La expresión _para nada,_ en lugar de _en absoluto_, es muy informal.


----------



## Juan Jacob Vilalta

Pinairun said:


> La expresión _para nada,_ en lugar de _en absoluto_, es muy informal.


 
Para nada, en México.


----------



## smackers

NUEVA PREGUNTA
Hilos  unidos
Comprobar siempre si no hay hilos ya abiertos.*


*​que alguien me traduzca esta oracion por favor

_J'aime beaucoup la vie *Me gusta mucho la vida*_
_pas du tout l'ennui ..*.(aqui no entiendo)*_

gracias por adelantado!


----------



## Pohana

_Me gusta....
(No me gusta) para nada/en lo absoluto el aburrimiento_...


----------



## Thetutub21

*NUEVA PREGUNTA*​
Bonjour à tous,
J'aurais voulu savoir comment traduire la phrase "Pour moi, ce n'est pas du tout la même  chose !" en espagnol.

J’avais pensé à :

  Para mí, ¡ No es absoluto lo mismo !

 Para mí, ¡ no es todo lo mismo ! 

Merci.


----------



## Gévy

Bonjour Thetutub21,

Bienvenue parmi nous !

Comme tu le vois, cette question a déjà été posée et répondue plusieurs fois suivant les contextes.

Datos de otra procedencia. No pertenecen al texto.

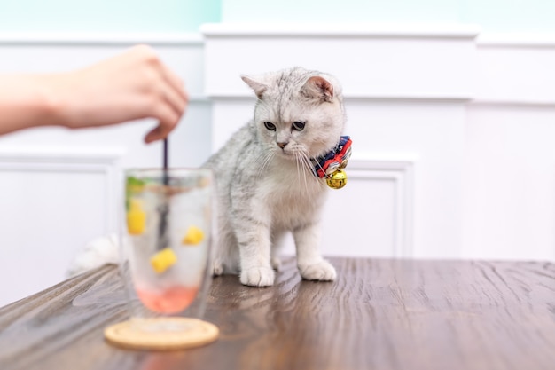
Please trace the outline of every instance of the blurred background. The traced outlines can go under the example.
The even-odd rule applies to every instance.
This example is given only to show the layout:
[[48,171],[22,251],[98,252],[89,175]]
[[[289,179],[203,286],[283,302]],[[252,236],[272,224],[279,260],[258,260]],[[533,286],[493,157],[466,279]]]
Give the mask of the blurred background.
[[[240,75],[335,75],[354,154],[326,205],[325,255],[550,261],[554,14],[549,0],[0,0],[0,73],[151,44],[191,95],[174,167],[202,164],[251,118]],[[0,306],[117,231],[121,170],[161,163],[142,141],[153,124],[0,138]]]

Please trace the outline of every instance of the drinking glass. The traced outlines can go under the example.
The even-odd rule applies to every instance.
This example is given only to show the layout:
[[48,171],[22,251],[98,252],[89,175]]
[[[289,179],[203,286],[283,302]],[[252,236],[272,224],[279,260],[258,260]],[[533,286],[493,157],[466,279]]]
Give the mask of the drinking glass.
[[105,330],[128,348],[207,344],[218,329],[200,319],[210,282],[213,177],[207,169],[125,171],[121,277],[131,318]]

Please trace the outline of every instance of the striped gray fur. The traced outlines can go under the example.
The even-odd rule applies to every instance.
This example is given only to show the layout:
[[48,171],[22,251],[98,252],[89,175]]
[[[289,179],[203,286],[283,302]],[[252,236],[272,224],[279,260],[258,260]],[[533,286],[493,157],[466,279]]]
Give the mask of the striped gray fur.
[[[205,164],[216,180],[214,273],[238,273],[248,286],[272,285],[279,243],[293,232],[301,276],[333,280],[335,270],[319,252],[328,188],[309,159],[330,152],[343,133],[340,85],[301,67],[242,78],[258,97],[254,116]],[[304,129],[295,130],[294,122]]]

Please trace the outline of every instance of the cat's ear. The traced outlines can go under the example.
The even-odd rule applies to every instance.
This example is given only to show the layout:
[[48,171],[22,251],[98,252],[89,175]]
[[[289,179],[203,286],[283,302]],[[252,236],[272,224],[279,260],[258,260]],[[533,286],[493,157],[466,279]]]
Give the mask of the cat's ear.
[[254,93],[258,97],[258,98],[262,98],[262,94],[266,90],[268,90],[268,86],[264,83],[259,83],[258,81],[253,80],[251,77],[247,75],[242,75],[241,79],[245,81],[245,83],[250,86],[251,89],[254,91]]
[[304,95],[324,101],[333,98],[333,86],[325,78],[315,75],[306,82],[301,91]]

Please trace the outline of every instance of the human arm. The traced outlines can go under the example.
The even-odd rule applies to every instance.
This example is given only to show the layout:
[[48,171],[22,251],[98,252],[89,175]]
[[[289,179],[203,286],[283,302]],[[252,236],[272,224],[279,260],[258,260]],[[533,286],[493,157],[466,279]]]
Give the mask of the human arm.
[[49,75],[0,75],[0,135],[39,126],[106,126],[142,118],[161,139],[184,113],[183,82],[148,46],[138,45],[86,68]]

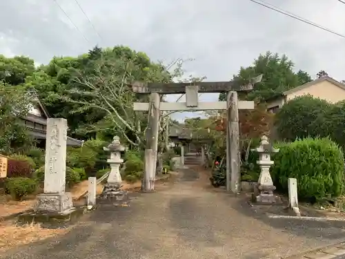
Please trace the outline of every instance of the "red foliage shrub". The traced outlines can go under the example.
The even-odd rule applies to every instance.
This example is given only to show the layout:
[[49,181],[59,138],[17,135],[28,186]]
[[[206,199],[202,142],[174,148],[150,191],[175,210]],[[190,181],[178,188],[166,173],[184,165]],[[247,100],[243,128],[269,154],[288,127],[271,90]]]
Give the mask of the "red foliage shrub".
[[32,168],[26,161],[19,161],[9,159],[8,161],[7,177],[30,178],[32,173]]

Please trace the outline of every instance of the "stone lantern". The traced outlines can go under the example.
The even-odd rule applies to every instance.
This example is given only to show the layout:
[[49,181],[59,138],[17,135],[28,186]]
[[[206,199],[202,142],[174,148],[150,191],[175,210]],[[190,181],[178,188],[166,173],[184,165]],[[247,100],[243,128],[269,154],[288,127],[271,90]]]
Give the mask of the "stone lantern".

Je pense que si tu le lis depuis le début, tu trouveras la solution. 

Bisous,

Gévy (modéradora)


----------



## laura madrid

Buenas tardes,
Hace poco me surgio una duda sobre la expresin "pas du tout". Se perfectamente lo que significa, "en absoluto","para nada". Marca una gradación, la intensidad, es un punto terminus de la negación. 
¿Esta expresión puede tener alguna conotación negativa, puede tener otros sentidos?
Gracias de antemano


----------



## Gévy

Hola Laura Madrid:

Tu pregunta no está nada clara: una negación tiene siempre una connotación negativa. 
Danos una frase en francés para que veamos qué quieres y tu propia traducción... Nos ayudará a entender tu problema.

Bisous,

Gévy (moderadora)


----------



## laura madrid

cuando digo conotacion negativa, pienso en alguna conotacion mala, peligrosa..rara(a lo mejor "gros mot")
Por ejemplo en el contexto:
"-Mais tu vas vendre aussi des ordinateurs au Maroc?
-Oh, non...pas du tout!"
Personalmente yo veo este contexto muy normal,sin nada raro 

"-Vas a vender tu también ordenadores en Marruecos?
-Oh, no....en absoluto./para nada"


----------



## Víctor Pérez

Estate tranquila, *Laura*: la expresión *pas du tout* es tan usual como inofensiva y la puedes utilizar tanto cuanto quieras. 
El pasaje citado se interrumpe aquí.